I have heard from folks suffering from mental illness about how wonderful it was to have someplace safe to live and work. The psych center was, in the early days, running a farm and serving the community. Later the center had a greenhouse, an outpatient geriatric center, among many other things. Perhaps most importantly, community people in crisis could be taken there to receive help.
People with mental illness could work at the St. Lawrence Psychiatric Center in an environment that was equipped to help when the voices or breakdowns came. People living at the center could still work and be who they needed to be, unlike in the world beyond the center because the illness prevents them from being employable in other ways.
The residents of the psychiatric center were and are very much a part of the community and very much cared about by the community, and vice versa.
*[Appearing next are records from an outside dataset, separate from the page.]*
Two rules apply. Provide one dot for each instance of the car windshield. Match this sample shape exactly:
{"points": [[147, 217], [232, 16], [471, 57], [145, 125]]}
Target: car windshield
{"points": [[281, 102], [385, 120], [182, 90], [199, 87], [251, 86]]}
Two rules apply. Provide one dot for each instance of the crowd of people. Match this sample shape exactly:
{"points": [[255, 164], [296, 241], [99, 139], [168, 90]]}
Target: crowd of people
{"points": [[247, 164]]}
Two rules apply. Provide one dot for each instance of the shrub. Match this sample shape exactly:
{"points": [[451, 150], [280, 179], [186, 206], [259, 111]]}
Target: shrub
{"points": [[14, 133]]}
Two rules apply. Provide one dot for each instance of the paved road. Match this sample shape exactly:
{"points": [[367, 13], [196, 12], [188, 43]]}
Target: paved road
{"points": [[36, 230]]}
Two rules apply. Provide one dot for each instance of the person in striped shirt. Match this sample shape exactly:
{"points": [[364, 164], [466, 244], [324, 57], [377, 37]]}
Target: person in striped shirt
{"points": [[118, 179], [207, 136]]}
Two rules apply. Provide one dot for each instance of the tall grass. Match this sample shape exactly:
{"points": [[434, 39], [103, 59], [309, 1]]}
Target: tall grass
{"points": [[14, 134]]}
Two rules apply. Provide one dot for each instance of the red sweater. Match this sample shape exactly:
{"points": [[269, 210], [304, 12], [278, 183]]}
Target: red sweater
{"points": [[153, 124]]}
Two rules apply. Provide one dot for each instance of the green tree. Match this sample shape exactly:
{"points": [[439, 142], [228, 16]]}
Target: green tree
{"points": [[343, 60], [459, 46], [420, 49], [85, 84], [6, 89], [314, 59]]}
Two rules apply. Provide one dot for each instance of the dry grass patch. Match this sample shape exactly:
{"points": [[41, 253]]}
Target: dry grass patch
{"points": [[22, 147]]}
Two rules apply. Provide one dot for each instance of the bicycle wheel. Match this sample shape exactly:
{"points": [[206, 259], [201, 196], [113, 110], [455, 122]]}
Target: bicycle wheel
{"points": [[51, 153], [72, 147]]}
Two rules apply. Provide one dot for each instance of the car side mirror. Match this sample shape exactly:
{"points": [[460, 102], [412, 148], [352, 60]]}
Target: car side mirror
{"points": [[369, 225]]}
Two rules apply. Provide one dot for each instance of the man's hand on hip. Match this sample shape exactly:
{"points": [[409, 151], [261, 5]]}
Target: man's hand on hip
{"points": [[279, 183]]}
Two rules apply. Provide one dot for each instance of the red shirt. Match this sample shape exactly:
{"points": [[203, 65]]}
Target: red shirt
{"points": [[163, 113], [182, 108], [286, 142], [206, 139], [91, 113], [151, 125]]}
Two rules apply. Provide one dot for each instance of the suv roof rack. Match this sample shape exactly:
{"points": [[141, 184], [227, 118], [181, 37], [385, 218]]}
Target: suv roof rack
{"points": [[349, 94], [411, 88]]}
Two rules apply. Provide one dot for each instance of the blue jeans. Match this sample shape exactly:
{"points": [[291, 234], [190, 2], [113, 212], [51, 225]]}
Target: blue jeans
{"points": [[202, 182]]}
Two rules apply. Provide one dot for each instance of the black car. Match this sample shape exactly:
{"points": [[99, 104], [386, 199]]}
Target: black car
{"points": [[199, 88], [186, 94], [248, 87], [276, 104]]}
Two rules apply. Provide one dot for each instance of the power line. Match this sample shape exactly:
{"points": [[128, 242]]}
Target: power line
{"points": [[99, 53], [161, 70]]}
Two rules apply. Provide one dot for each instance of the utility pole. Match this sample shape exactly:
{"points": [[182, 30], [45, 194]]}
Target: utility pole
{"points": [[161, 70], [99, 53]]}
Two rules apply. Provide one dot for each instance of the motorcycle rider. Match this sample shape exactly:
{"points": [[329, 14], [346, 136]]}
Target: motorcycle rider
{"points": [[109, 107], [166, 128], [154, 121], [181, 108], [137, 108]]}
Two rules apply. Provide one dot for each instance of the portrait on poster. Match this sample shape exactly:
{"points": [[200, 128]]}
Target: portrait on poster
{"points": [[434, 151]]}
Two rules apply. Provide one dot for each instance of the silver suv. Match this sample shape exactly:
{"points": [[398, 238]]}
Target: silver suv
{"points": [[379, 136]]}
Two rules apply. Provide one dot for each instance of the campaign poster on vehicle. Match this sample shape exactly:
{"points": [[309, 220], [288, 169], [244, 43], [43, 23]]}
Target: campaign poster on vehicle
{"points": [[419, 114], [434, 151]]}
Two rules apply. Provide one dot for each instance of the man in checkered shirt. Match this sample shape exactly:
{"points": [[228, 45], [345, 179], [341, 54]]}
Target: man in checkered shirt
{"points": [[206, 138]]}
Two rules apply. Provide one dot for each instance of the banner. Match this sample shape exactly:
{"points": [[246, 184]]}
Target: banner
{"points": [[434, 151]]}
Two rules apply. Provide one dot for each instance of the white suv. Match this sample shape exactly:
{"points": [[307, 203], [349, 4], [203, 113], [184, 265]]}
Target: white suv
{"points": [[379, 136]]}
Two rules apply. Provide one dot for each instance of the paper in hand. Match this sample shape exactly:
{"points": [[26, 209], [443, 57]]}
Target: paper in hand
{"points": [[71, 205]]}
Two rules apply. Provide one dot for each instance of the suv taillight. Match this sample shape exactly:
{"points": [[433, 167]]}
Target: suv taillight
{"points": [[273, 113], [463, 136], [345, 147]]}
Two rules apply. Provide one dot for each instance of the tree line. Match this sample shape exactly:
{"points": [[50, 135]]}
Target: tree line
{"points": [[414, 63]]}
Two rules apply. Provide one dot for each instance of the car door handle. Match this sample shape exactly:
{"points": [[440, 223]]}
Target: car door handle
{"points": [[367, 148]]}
The six counties of the north country have very little to offer in the way of help for people suffering from mental illness. Because the psych center was all but shut down some time ago, people with mental illness in crisis in St. Lawrence County are taken to the Claxton-Hepburn Medical Center in Ogdensburg. There are very few doctors equipped to handle the mentally ill at the hospital, and there are very few beds for them. So as it is, we need more mental health care and services, not less! I encounter people who are wandering lost and at risk daily. In a time when we are looking at our country and its inability to deal with and help the mentally ill, and in a six-county catchment area where the mentally ill are already so very marginalized, it is shocking to me that the state is even contemplating reducing the available care for folks.